The Future of Computerized Interviews
The promise of AI scoring is incredibly appealing: humans are biased, so if they are taken out of the equation, the process will no longer remain biased. But, that’s not quite how it works. The historical data fed into the system and the algorithms written by humans mirror the implicit biases prevalent in our society. Companies such as HireVue do their best to ensure their algorithms and data are unbiased, but that technology simply does not exist yet. To this day, facial recognition algorithms often misidentify black faces. Courtside algorithms assign higher recidivism scores to people of color. Women are penalized in the hiring processes for being women. Candidates rejected by computerized hiring systems do not know why. We aren’t at the point where we can trust technology to be perfectly fair, and yet HireVue interviewed more than 5.6 million people around the world in 2020. 13
This number will continue to rise. More companies will turn to automated hiring either out of convenience or in pursuit of a more ethical method of evaluation. Data scientists and psychologists should continue to curate AI, but in the meantime, society should have a broader conversation about which aspects of our lives we should automate. Data collection — automate it. Product testing — automate it. Medical diagnoses — automate it. But hiring employees? For machines to decide whether applicants can thrive at a company, computers need to develop the cognition to understand humans, their stories, passions, and aspirations. Until then, we can use them to augment, but not replace human interviewers.
Computers may augment human interviews by facilitating immersive assessments which can be objectively graded. A computer program could assess a cashier’s ability to make change or a grocery bagger’s ability to pack a bag. For more in-depth behavioral interviews, prompting software could be used for biographical questions, allowing applicants to quickly recall details from their resumes while saving in-person interview time for more story-based questions.
Secondly, in order to reduce the responsibility of the AI, automated scorers should not make definitive decisions. For the most part, the technology can be used for preliminary screening to weed out unfit applicants who fail to complete the interview. For companies that hold two to three interviews per candidate, the computerized interview can handle the first round and provide a preliminary judgement. This still cuts down time and cost.

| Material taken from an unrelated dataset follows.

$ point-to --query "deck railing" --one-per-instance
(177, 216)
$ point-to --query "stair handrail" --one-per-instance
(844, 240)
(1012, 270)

Finally and arguably most importantly, there needs to be transparency. Even if the technology is 100% fair, until there is transparency, there will always be doubts in the mind of interviewees. Companies should communicate feedback with interviewees, perhaps via a rubric scored by the algorithm. Last year, Illinois’s governor signed a first-in-the-nation law requiring employers using AI-based hiring to explain “how the artificial intelligence works and what general types of characteristics it uses to evaluate applicants” in addition to obtaining consent. 14
Taking a “Moneyball” approach to hiring may make it easier to navigate large pools of applicants. But, the lack of transparency and allegations of bias associated with these tools make it imperative that we implement them carefully. Until we fully understand these technologies, computerized interview tools should augment, improve, and explain.